Friday, April 20, 2012

Chain Replication and Consensus

A few weeks ago, I had a chance to chat with one of the grad students who worked on the FAWN project at CMU. FAWN is a pretty cool systems project and their original paper is on my NoSQL reading list. FAWN uses chain-replication to provide high-availability. I wanted to understand the gap between chain-replication and consensus-based approach like in Spinnaker. The group also has a project called Ouroboros that extends chain-replication with non-blocking node addition and removal protocols, but the properties I discuss here apply to basic chain replication as well as Ouroboros.
 
Now, as described in the paper, chain replication needs f + 1 nodes to tolerate f failures. Paxos needs 2f + 1 nodes to tolerate f failures. This is a nice advantage for chain replication, but what is it really giving up? Turns out that the answer is that this technique leaves it vulnerable to certain failure sequences.

If we have f + 1 failures at once -- such as the whole cluster losing power because of a data center outage -- we might end up in an inconsistent state with the FAWN strategy.  Here's an example: Once power is restored, say one of the nodes in a group of three, say A comes up. The other two (B and C) have trouble, and have not yet come up. The node A is designated the head of the chain (by an external master), and starts accepting updates. This is okay since chain replication in FAWN allows you to accept writes with a single node (this is not described in the paper, but in a personal communication). Now A fails. One of the other nodes (say B) now comes up, and gets designated the master B. Recall that B only had a transient failure, and has most of the state except the recent writes that were accepted by A. However, if B serves reads, it will serve stale data and the client may notice that the system has lost some of its updates. If B now accepts updates, things could get very difficult to resolve once A comes back up.

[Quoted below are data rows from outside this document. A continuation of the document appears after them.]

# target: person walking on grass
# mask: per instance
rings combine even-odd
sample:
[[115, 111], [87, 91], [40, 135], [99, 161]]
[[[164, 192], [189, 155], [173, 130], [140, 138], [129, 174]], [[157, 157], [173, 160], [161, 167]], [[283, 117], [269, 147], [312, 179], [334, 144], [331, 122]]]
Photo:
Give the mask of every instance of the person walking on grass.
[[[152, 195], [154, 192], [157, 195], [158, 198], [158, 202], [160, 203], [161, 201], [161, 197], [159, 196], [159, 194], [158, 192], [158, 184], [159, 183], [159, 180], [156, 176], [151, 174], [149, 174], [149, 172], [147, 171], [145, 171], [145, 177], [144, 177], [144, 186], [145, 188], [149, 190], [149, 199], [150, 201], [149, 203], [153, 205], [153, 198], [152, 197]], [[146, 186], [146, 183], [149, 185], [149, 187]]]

This is rather obvious once you think about it:  you can operate in the "read quorum + write quorum < replica group size" region if you are willing to assume that certain failure sequences will not happen. When such a failure sequence happens, you lose consistency! If we're willing to risk the fact that we will never have a cluster-wide outage, FAWN-style chain replication can provide great performance and non-blocking reconfiguration for up to f failures in a replica group with f+1 members. Apart from being more available for reads and writes in the presence of failures, chain replication is a easier to implement than a a consensus protocol. Are there other relaxations from consensus that would be useful if we knew that certain kinds of failure sequences would be exceedingly rare? What if we could assume that two nodes in a replica group would not fail within k minutes of each other?

On a related note, there's a PODC paper from MSR in 2009 that talks about how you can view chain replication as a special case of Vertical Paxos. But in this paper, the write quorum here has to be the entire replica group -- that would mean the system would block for writes if any node failed, but could serve reads as long as at least one node was up. With this more conservative protocol, of course, chain replication would tolerate the same failure sequences that regular Paxos would.